Even the left has largely moved on from orthodox Marxism, and why you should too
I am repeatedly surprised by the obsession of this sub with orthodox Marxism and Marxian economics. I don’t know why we continue to focus on writings from the mid 1800s when there’s been 150 years of history since Marx’s death (though you wouldn’t know it from this sub). Personally, I find that the most interesting critiques of capitalism come from post-Marxists. As a start, I think it would benefit everyone, socialist and capitalist, to learn about why the left largely moved away from orthodox Marxism just 50 years after his death.
This thread is meant to get across 2 messages:
- Many socialists became disillusioned with orthodox Marxism in the interwar years. This led some thinkers to eventually develop what would become known as critical theory, which now dominates the contemporary left.
- Most socialists here need to get with the times and move past orthodox Marxism so we can have better conversations. I find this is especially important considering how much the character of capitalism has changed from Victorian-era industrial capitalism to modern digital capitalism. I can acknowledge Marx as a foundational thinker of socialism, but he should not be the focus on half the threads on this sub.

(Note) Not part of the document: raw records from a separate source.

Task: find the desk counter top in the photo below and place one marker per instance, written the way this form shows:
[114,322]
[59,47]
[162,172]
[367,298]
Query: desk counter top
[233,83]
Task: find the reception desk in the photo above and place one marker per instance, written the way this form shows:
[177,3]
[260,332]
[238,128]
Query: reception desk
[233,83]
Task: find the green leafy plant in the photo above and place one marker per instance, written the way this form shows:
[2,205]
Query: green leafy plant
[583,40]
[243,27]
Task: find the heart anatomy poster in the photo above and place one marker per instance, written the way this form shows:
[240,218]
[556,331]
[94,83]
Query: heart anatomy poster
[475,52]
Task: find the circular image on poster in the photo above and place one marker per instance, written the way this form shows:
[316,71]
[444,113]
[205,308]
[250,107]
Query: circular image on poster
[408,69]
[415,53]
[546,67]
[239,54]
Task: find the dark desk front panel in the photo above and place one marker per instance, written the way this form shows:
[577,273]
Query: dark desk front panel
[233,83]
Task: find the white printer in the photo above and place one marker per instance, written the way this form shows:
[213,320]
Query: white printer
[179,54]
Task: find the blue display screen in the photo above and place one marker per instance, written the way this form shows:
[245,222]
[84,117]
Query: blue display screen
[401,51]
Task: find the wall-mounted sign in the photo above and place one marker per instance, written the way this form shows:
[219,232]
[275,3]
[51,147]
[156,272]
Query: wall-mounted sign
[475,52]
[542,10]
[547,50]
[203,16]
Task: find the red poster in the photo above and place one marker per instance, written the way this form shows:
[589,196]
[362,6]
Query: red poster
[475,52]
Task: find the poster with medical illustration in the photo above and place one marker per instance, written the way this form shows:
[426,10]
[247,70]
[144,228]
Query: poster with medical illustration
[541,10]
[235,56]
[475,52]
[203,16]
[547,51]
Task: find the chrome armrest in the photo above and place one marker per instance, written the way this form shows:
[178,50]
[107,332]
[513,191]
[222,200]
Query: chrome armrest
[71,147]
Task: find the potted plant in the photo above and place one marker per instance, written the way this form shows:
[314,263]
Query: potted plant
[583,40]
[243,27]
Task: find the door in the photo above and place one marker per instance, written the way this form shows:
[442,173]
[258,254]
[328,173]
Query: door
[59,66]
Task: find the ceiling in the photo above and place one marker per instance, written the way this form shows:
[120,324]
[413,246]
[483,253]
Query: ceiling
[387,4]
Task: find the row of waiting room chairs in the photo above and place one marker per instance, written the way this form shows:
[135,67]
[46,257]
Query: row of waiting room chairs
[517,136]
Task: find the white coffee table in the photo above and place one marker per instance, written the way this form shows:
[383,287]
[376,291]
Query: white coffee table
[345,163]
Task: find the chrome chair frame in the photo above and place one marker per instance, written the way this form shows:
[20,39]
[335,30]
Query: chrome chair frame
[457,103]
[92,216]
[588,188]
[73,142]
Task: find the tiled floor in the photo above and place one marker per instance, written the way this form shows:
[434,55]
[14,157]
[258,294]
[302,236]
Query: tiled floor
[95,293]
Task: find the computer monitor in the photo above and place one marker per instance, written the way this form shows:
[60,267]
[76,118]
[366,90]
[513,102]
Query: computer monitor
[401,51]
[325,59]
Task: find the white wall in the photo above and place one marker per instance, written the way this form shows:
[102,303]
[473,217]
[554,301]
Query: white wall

The easiest way to understand the schism is to step into the shoes of a socialist at the time.
The year is 1871. You’re a bright-eyed undergrad living in Germany. You’ve just finished reading the first volume of Capital by an influential writer named Karl Marx. You’re convinced this new mode of industrial capitalism that has swept through Europe has its days numbered. The [Paris Commune](https://en.wikipedia.org/wiki/Paris\_Commune) is just the start. These are things you’re sure you’re going to see within your lifetime:
- Capitalism collapsing inward from the weight of its own ineluctable drive for profit.
- Class consciousness emerging at grass-roots levels across all nations and creeds.
- Countries like Germany, France, and England transition into economies organized around socialized ownership.
Fast forward. The year is 1930. You’re about to turn 80. You’re still a socialist but more confused in your beliefs than you were in your youth. Your expectations did not pan out in reality:
- Capitalism proved to be far more resilient than anyone had expected. Instead of becoming immiserated, workers won more rights, received better hours, and higher pay. You held out for the revolution, believing that it was imminent, but it never happened. In retrospect this saga would be deemed in the history books as [the crisis of Marxism](https://en.wikipedia.org/wiki/Crisis_of_Marxism).
- One country did transition to socialism, but it was not the one you expected. You had expected one of the great Western powers to be the first socialist nation, but it ended up being Russia, a state that hadn’t even fully transitioned out of feudalism.
- It also didn’t take the form you had envisioned. Lenin but especially Stalin did not seem like proletarian leaders of a socialist utopia but rather brutal dictators.
- Class consciousness did not overtake the workers. In fact, it seemed like people were much more willing to unite along racial and ethnic lines than class lines. German workers against French and English workers. You yourself was in your 60s when WW1 broke out.
- The rise of fascism in Italy and Germany was the endgame of this kind of ultranationalism. This was not supposed to happen.
These failed expectations disappointed leftists of the time. It called into question the entire basis of Marxist theory. Socialists at the time sympathized with the Marxist project but were disillusioned with its obsession with class struggle, the relegation of culture as a societal substrate, and the rigidity of its economic determinism. Writers such as Theodor Adorno, Max Horkheimer, and Herbert Marcuse would eventually abandon orthodox Marxist altogether and go on to develop an ideology eventually associated with the Frankfurt School that we know today as critical theory.
Having the privilege of an additional 100 years of history, we know now that critical theory eventually becomes the dominant influence on contemporary leftism.
Of course, orthodox Marxists will continue to tell everyone that we don’t truly understand Marx, but here’s the thing: even other socialists were fed up with it. When capitalists say that Marx’s predictions haven’t panned out, we’re joined in good company by people who actually believed his theories once upon a time and were disappointed in it. Or are you willing to say that Max Horkheimer doesn’t really understand Marx?